Asymbolie érotique & érotisme

13Si l’hypothèse d’une dissonance sexuelle dans la radicalité est opérante, c’est bien en raison de la coalescence de l’esthétique et de la sexualité dans l’érotisme. Le propre de l’espèce humaine réside dans la tendance et la capacité d’élaborer du plaisir, de l’esthétique et de la connaissance à partir des potentialités fonctionnelles du corps. C’est ainsi que le comportement alimentaire garant de la survie des individus a donné naissance à la gastronomie et aux arts de la table, l’olfaction à l’invention des parfums, l’audition à la musique et à la danse, la vision aux spectacles, aux beaux-arts, la motricité à la virtuosité, etc. Dans la perspective de l’ethnoscénologie, l’érotisme ne se limite pas à la transfiguration esthétique, savante et hédonique de l’activité des genitalia, organes d’un comportement primaire déterminant qui assure la survie de l’espèce. La puissance de la pulsion sexuelle porte en elle l’offre d’une infinité d’exploration multi-sensorielle, émotionnelle, cognitive.

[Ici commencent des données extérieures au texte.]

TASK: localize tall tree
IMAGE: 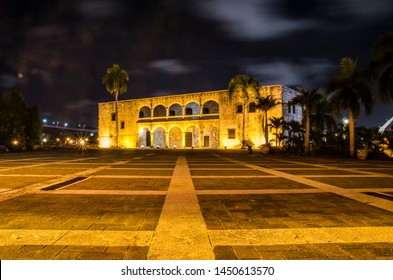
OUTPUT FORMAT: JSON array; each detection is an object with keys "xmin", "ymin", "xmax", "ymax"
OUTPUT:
[
  {"xmin": 369, "ymin": 32, "xmax": 393, "ymax": 103},
  {"xmin": 325, "ymin": 57, "xmax": 374, "ymax": 157},
  {"xmin": 0, "ymin": 90, "xmax": 42, "ymax": 149},
  {"xmin": 228, "ymin": 74, "xmax": 261, "ymax": 143},
  {"xmin": 288, "ymin": 87, "xmax": 323, "ymax": 155},
  {"xmin": 257, "ymin": 95, "xmax": 280, "ymax": 145},
  {"xmin": 268, "ymin": 117, "xmax": 286, "ymax": 147},
  {"xmin": 310, "ymin": 98, "xmax": 337, "ymax": 130},
  {"xmin": 102, "ymin": 64, "xmax": 129, "ymax": 148}
]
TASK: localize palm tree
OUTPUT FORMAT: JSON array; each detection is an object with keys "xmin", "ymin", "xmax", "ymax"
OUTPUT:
[
  {"xmin": 310, "ymin": 98, "xmax": 337, "ymax": 130},
  {"xmin": 288, "ymin": 87, "xmax": 323, "ymax": 155},
  {"xmin": 285, "ymin": 120, "xmax": 304, "ymax": 153},
  {"xmin": 310, "ymin": 98, "xmax": 337, "ymax": 149},
  {"xmin": 369, "ymin": 32, "xmax": 393, "ymax": 103},
  {"xmin": 228, "ymin": 74, "xmax": 261, "ymax": 143},
  {"xmin": 268, "ymin": 117, "xmax": 286, "ymax": 147},
  {"xmin": 102, "ymin": 64, "xmax": 129, "ymax": 148},
  {"xmin": 325, "ymin": 57, "xmax": 374, "ymax": 157},
  {"xmin": 256, "ymin": 95, "xmax": 280, "ymax": 145}
]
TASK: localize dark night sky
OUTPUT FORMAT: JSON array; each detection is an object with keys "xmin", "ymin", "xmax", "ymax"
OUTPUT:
[{"xmin": 0, "ymin": 0, "xmax": 393, "ymax": 126}]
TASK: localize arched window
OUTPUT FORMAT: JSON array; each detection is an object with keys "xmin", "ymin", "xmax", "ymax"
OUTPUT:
[
  {"xmin": 153, "ymin": 105, "xmax": 166, "ymax": 117},
  {"xmin": 202, "ymin": 100, "xmax": 218, "ymax": 114},
  {"xmin": 248, "ymin": 102, "xmax": 255, "ymax": 113},
  {"xmin": 186, "ymin": 108, "xmax": 192, "ymax": 115},
  {"xmin": 169, "ymin": 103, "xmax": 183, "ymax": 116},
  {"xmin": 139, "ymin": 106, "xmax": 151, "ymax": 119},
  {"xmin": 184, "ymin": 102, "xmax": 200, "ymax": 115}
]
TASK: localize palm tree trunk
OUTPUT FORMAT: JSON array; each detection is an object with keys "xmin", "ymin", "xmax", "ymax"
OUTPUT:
[
  {"xmin": 276, "ymin": 128, "xmax": 278, "ymax": 148},
  {"xmin": 348, "ymin": 110, "xmax": 355, "ymax": 157},
  {"xmin": 115, "ymin": 93, "xmax": 119, "ymax": 148},
  {"xmin": 304, "ymin": 110, "xmax": 310, "ymax": 155},
  {"xmin": 263, "ymin": 111, "xmax": 269, "ymax": 145},
  {"xmin": 242, "ymin": 102, "xmax": 246, "ymax": 146}
]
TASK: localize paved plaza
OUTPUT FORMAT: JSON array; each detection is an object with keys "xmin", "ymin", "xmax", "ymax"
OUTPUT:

14L’histoire tortueuse de la sexualité34, semble se confondre avec celle du regard et de sa prééminence dans l’espèce humaine. En contradiction avec le mythe du processus de civilisation selon lequel l’évolution qualitative de la culture procède linéairement par étape vers le progrès, les vicissitudes de l’érotisme sont sous-tendues par les aléas de l’intégration esthésiologique et cognitive dans la dynamique sexuelle. La dissonance cognitive inhérente au couple sexualité/érotisme propre à Homo performans (Turner, 1986), animal visuel, se manifeste dans les multiples états de la vue manifestes dans le vocabulaire que leur ont dévolu les Grecs. La θεα théa– la vue – a donné le spectacle – le théâtre –, et l’intériorité de la connaissance – la théorie θεωρια. Pour Démosthène « la puissance de la parole est inférieure à celle de la vue οψις opsis. Le verbe σκοπειν skopein, regarder, est repris par Freud pour nommer le plaisir de dominer et de posséder l’autre par le regard – la scopophilie. Quant au voyeurisme et au candaulisme retenus en tant que perversions du regard par la psychiatrie, ils sont à présent faits de société tyranniques en raison de la multiplication des écrans, aux sources des radicalisations.

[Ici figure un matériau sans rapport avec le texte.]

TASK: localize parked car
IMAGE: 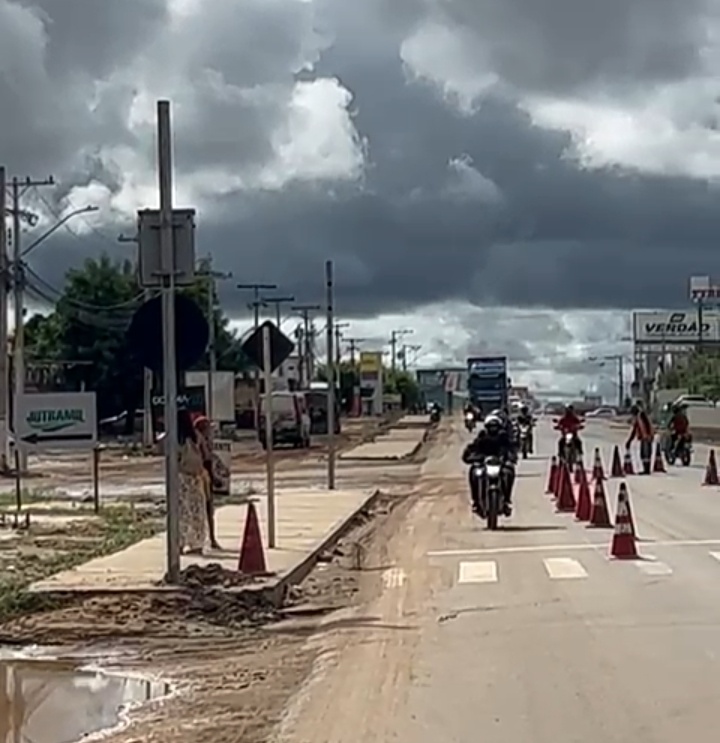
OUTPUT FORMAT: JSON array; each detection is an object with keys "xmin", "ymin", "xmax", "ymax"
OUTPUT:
[{"xmin": 585, "ymin": 407, "xmax": 618, "ymax": 418}]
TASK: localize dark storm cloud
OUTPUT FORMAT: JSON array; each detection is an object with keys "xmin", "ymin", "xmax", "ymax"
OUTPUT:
[
  {"xmin": 9, "ymin": 0, "xmax": 720, "ymax": 318},
  {"xmin": 431, "ymin": 0, "xmax": 712, "ymax": 93}
]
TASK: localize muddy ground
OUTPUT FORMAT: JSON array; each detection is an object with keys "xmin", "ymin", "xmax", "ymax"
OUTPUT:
[
  {"xmin": 0, "ymin": 483, "xmax": 416, "ymax": 743},
  {"xmin": 0, "ymin": 419, "xmax": 391, "ymax": 496}
]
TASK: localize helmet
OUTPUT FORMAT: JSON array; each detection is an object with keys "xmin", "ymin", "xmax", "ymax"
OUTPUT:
[{"xmin": 484, "ymin": 413, "xmax": 503, "ymax": 434}]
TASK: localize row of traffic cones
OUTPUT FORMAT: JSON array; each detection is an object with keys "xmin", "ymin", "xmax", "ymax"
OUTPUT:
[{"xmin": 547, "ymin": 449, "xmax": 639, "ymax": 560}]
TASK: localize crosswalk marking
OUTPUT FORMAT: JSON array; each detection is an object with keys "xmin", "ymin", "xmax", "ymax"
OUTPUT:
[
  {"xmin": 458, "ymin": 560, "xmax": 497, "ymax": 583},
  {"xmin": 635, "ymin": 560, "xmax": 672, "ymax": 575},
  {"xmin": 543, "ymin": 557, "xmax": 587, "ymax": 580}
]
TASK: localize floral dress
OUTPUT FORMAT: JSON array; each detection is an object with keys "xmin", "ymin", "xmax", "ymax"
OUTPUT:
[{"xmin": 179, "ymin": 439, "xmax": 207, "ymax": 552}]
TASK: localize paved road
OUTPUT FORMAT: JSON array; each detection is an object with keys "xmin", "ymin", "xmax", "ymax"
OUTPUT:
[{"xmin": 278, "ymin": 423, "xmax": 720, "ymax": 743}]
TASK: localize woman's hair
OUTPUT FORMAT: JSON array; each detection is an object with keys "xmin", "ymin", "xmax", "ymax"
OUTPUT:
[{"xmin": 178, "ymin": 410, "xmax": 197, "ymax": 444}]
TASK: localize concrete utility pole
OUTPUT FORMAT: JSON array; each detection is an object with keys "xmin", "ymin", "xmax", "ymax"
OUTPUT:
[
  {"xmin": 0, "ymin": 165, "xmax": 9, "ymax": 474},
  {"xmin": 390, "ymin": 329, "xmax": 413, "ymax": 374},
  {"xmin": 290, "ymin": 304, "xmax": 322, "ymax": 387},
  {"xmin": 10, "ymin": 177, "xmax": 54, "ymax": 472},
  {"xmin": 345, "ymin": 338, "xmax": 367, "ymax": 369},
  {"xmin": 325, "ymin": 261, "xmax": 337, "ymax": 490},
  {"xmin": 402, "ymin": 343, "xmax": 422, "ymax": 372},
  {"xmin": 236, "ymin": 284, "xmax": 277, "ymax": 431},
  {"xmin": 200, "ymin": 255, "xmax": 232, "ymax": 430}
]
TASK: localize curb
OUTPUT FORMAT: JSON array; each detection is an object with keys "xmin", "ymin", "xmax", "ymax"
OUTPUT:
[{"xmin": 264, "ymin": 488, "xmax": 382, "ymax": 606}]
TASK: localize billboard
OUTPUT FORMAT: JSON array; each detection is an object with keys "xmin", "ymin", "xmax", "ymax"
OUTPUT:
[{"xmin": 633, "ymin": 310, "xmax": 720, "ymax": 346}]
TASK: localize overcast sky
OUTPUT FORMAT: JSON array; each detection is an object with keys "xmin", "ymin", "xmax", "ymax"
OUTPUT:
[{"xmin": 0, "ymin": 0, "xmax": 720, "ymax": 396}]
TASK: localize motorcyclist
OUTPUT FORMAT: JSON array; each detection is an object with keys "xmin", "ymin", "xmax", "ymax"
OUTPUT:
[
  {"xmin": 462, "ymin": 413, "xmax": 517, "ymax": 518},
  {"xmin": 517, "ymin": 405, "xmax": 535, "ymax": 453},
  {"xmin": 668, "ymin": 403, "xmax": 692, "ymax": 451},
  {"xmin": 625, "ymin": 403, "xmax": 655, "ymax": 475},
  {"xmin": 555, "ymin": 405, "xmax": 583, "ymax": 459}
]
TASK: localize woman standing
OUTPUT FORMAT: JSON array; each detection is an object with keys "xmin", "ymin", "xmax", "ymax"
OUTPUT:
[
  {"xmin": 195, "ymin": 415, "xmax": 222, "ymax": 550},
  {"xmin": 178, "ymin": 410, "xmax": 207, "ymax": 555}
]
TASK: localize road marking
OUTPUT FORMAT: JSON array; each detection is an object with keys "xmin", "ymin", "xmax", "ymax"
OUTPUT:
[
  {"xmin": 543, "ymin": 557, "xmax": 587, "ymax": 580},
  {"xmin": 635, "ymin": 560, "xmax": 672, "ymax": 575},
  {"xmin": 458, "ymin": 560, "xmax": 497, "ymax": 583},
  {"xmin": 426, "ymin": 539, "xmax": 720, "ymax": 557},
  {"xmin": 383, "ymin": 568, "xmax": 407, "ymax": 588}
]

15Le psychiatre allemand Hubertus Tellenbach (1914-1994), avait fait œuvre de pionnier, selon Yves Pelicier, lorsque renversant la hiérarchie de la connaissance sensorielle il avait montré l’importance tout à fait considérable du sens oral : « olfaction, gustation et sensibilité de la muqueuse buccale constituent une sorte de matrice commune d’expériences liées au pôle oral du corps. » Il ajoutait en conclusion de son commentaire : « le goût est aussi gustation du monde, compréhension du monde. Le goût nous introduit sans la médiation obligatoire du langage et de la réflexion à un donné qui est pratiquement un sentir. »35 Le propos a été repris dans le concret par Jacques Puisais (1927-2020) fondateur de l’Institut Français du Goût, et maître d’œuvre des programmes d’éveil sensoriel pour les classes de primaire, créés en 1974. Le caractère exceptionnel d’une telle initiative est significatif des carences éducatives qui ne permettent pas un apprentissage du sensible qui, au fil du développement ontogénétique, faciliterait l’intégration des nouveautés biologiques et psychiques que nous rencontrons avec le temps.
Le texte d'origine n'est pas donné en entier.